ADUNATA ALPINI DI RIMINI, GIÙ LE MANI DAI NOSTRI ALPINI.

VERGOGNOSE LE ACCUSE E LE POSIZIONI DI CERTE STAMPA E DI CERTI POLITICI


È in corso una campagna mediatica e politica vergognosa contro l'Associazione Nazionale Alpini e il Corpo degli Alpini. A proposito degli episodi di molestie sessuali segnalati e che sarebbero avvenuti all'Adunata di Rimini, il Presidente dell'ANA Favero é stato chiaro, dichiarando che prenderà seri provvedimenti qualora ci fossero denunce circoscritte e circostanziate. Posizione che sostegno e che ritengo sufficientemente chiara, anche di fronte della presenza di molti "infiltrati" che animano ogni adunata. Lo dichiara il Consigliere Segretario dell’Ufficio di Presidenza del Consiglio regionale della Lombardia Giovanni Malanchini, promotore e primo firmatario della legge regionale della “Riconoscenza per la solidarietà e il sacrificio degli Alpini".
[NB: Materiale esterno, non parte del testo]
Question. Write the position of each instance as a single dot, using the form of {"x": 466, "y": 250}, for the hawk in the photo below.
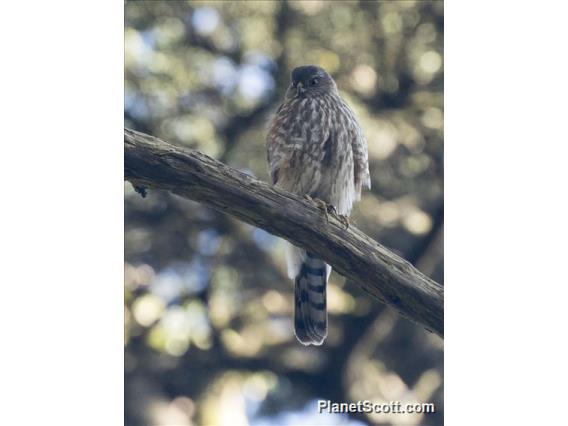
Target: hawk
{"x": 316, "y": 148}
A qualche politico o politica particolarmente solerti alle condanne a priori a senso unico e a una certa stampa, anche locale, non bastano le dichiarazioni di Favero. Si avanzano richieste di ferma condanna del deprecabile fenomeno del sessismo chiedendo all'ANA di assumersi responsabilità o di prendersi colpe che non ha, anticipando il lavoro che faranno le Forze dell'Ordine ed eventualmente la magistratura a fronte di denunce. Un’operazione deplorevole che rischia di diffondere la sbagliata idea che le responsabilità personali siano responsabilità collettive, a carico di una gloriosa associazione portatrice di sani valori. Alcuni vanno oltre. Chiedono al Presidente di Bergamo Giorgio Sonzogni di intervenire per condannare subito, ritenendo insufficiente la ferma presa di posizione dei vertici nazionali dell'ANA. Assurdo e vergognoso: il silenzio Alpino, dopo le sintetiche ma efficaci parole di Favero, é una ferma risposta ai tanti tromboni stonati della politica e della stampa che oggi hanno interesse ad imbrattare pagine di giornali e la storia centanaria delle Penne Nere.